The mysterious door at 6763 Hollywood Boulevard, a well preserved, two-story Classic Revival building. In the twenties, the Montmartre Café, a popular nightclub, was up on the second floor, and next door was the Embassy Club, a fashionable private club that catered to Hollywood's elite back then. It's all locked up now. Those days are long gone. The star in the sidewalk there, in the Walk of Fame, reads Jascha Heifetz.
Jascha Heifetz (1901-1987) was, they say, the greatest violinist of the 20th Century. So he gets his star in the sidewalk in Hollywood.

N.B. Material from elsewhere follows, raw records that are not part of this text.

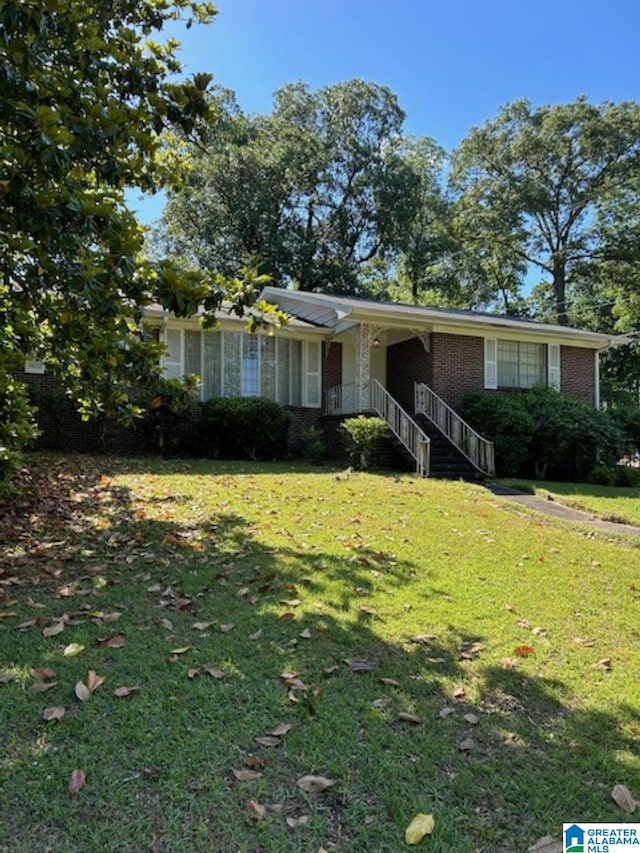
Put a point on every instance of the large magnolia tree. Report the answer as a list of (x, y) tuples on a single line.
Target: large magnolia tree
[(87, 96)]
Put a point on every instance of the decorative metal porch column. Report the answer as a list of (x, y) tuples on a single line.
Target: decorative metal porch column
[(365, 335)]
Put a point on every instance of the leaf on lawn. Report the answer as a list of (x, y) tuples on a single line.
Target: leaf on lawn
[(624, 798), (409, 718), (547, 844), (213, 672), (315, 784), (256, 811), (246, 775), (420, 826), (54, 713), (268, 740), (120, 692), (82, 691), (93, 680), (76, 782), (43, 673), (114, 641)]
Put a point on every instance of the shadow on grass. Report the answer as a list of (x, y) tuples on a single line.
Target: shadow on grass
[(499, 757)]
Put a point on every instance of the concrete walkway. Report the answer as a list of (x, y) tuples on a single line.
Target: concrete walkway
[(557, 510)]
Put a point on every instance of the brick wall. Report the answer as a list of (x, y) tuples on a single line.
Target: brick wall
[(578, 374)]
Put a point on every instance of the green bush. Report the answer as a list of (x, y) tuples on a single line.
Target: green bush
[(243, 427), (360, 436), (543, 434), (167, 407), (17, 427)]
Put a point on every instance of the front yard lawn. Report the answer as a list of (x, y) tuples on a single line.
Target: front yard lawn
[(197, 638)]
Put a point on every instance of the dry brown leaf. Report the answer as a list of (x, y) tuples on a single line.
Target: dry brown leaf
[(268, 740), (246, 775), (125, 691), (256, 811), (315, 784), (409, 718), (54, 713), (624, 798), (76, 782), (43, 673), (82, 691)]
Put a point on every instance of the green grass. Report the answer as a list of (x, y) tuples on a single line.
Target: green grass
[(609, 503), (339, 581)]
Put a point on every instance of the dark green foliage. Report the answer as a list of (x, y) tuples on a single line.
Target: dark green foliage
[(361, 435), (243, 427), (17, 427), (314, 447), (543, 434)]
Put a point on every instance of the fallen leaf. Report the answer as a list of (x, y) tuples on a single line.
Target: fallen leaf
[(115, 641), (315, 784), (82, 691), (624, 798), (125, 691), (546, 845), (43, 673), (54, 713), (246, 775), (420, 826), (256, 811), (76, 782), (409, 718), (268, 740)]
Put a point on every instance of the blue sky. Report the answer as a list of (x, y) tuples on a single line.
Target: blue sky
[(451, 63)]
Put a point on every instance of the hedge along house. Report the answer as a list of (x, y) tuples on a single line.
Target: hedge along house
[(339, 357)]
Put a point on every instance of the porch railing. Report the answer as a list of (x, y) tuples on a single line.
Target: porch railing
[(470, 443), (402, 426)]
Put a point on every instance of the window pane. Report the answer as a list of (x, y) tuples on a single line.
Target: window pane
[(211, 369), (232, 345), (267, 367), (192, 354)]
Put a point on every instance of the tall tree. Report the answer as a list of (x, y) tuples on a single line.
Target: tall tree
[(312, 193), (87, 95), (535, 182)]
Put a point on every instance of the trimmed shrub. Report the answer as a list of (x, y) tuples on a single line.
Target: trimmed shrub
[(543, 434), (243, 428), (360, 435)]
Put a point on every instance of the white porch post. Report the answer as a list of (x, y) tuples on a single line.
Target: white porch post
[(365, 334)]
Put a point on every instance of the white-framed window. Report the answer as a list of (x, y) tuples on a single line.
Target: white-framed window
[(520, 364), (238, 364)]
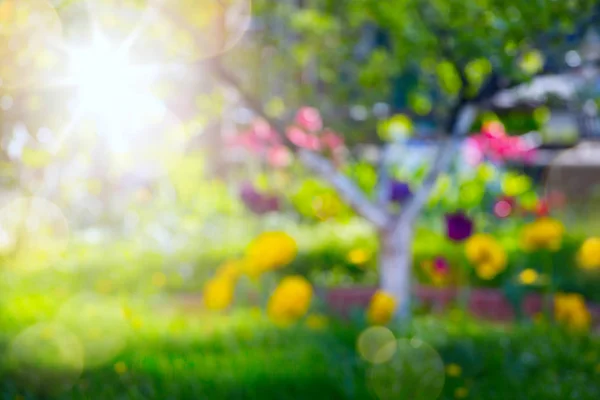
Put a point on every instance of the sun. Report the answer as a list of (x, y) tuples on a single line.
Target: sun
[(103, 77)]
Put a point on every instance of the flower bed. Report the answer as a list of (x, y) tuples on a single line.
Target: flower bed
[(486, 303)]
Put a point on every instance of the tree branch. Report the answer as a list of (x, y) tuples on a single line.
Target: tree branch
[(345, 187), (442, 160), (319, 165)]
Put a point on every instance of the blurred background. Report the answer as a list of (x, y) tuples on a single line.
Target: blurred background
[(178, 176)]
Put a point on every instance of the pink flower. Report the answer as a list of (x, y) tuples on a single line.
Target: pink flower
[(302, 139), (441, 265), (494, 144), (331, 140), (309, 118), (279, 156), (493, 129), (264, 133)]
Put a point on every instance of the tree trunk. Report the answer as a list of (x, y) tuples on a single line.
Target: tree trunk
[(395, 266)]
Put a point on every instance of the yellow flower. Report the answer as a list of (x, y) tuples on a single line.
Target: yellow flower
[(544, 233), (453, 370), (381, 309), (120, 368), (461, 392), (486, 255), (271, 250), (358, 256), (570, 310), (290, 300), (316, 322), (589, 253), (528, 276), (218, 294), (231, 270)]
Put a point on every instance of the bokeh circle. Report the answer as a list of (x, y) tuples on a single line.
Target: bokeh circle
[(416, 372)]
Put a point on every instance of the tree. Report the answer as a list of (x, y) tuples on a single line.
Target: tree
[(467, 51)]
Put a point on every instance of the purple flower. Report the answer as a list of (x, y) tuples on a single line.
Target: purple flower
[(399, 191), (441, 265), (458, 226), (257, 202)]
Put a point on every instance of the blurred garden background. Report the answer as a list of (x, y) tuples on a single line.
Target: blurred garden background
[(291, 199)]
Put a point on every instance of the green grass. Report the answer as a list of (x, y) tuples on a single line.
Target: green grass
[(186, 353)]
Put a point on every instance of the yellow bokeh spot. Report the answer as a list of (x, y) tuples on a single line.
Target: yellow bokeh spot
[(570, 310), (290, 300), (381, 308), (159, 279), (271, 250), (359, 256), (589, 254), (376, 344), (543, 233), (396, 128), (461, 392), (528, 276)]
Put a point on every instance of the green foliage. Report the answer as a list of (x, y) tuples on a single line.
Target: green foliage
[(188, 354)]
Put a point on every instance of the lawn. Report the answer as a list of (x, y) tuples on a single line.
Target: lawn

Heifetz was born in Vilna in Lithuania, then a part of Russia. But he's really a local. Yeah, when he was twelve he met Fritz Kreisler for the first time in a Berlin private home with all the big gun violinists of the day, and the story goes that when Kreisler finished accompanying Heifetz at the piano (the Mendelssohn Concerto), Kreisler said to them all, "Now we can all break our fiddles across our knees." And there was the first time Heifetz played in the United States - October 27, 1917, Carnegie Hall. Violinist Mischa Elman in the audience complained - "Phew, it's hot in here." Leopold Godowsky, in the next seat, smiled and said "not for pianists." Heifetz became an American citizen in 1925 and ended up out here. When he told Harpo Marx (a great admirer) that he had been earning his living as a musician since the age of seven, Harpo quipped, "and I suppose before that you were just a bum." Harpo Marx did speak, after all. Hollywood in its Golden Age must have been a strange place.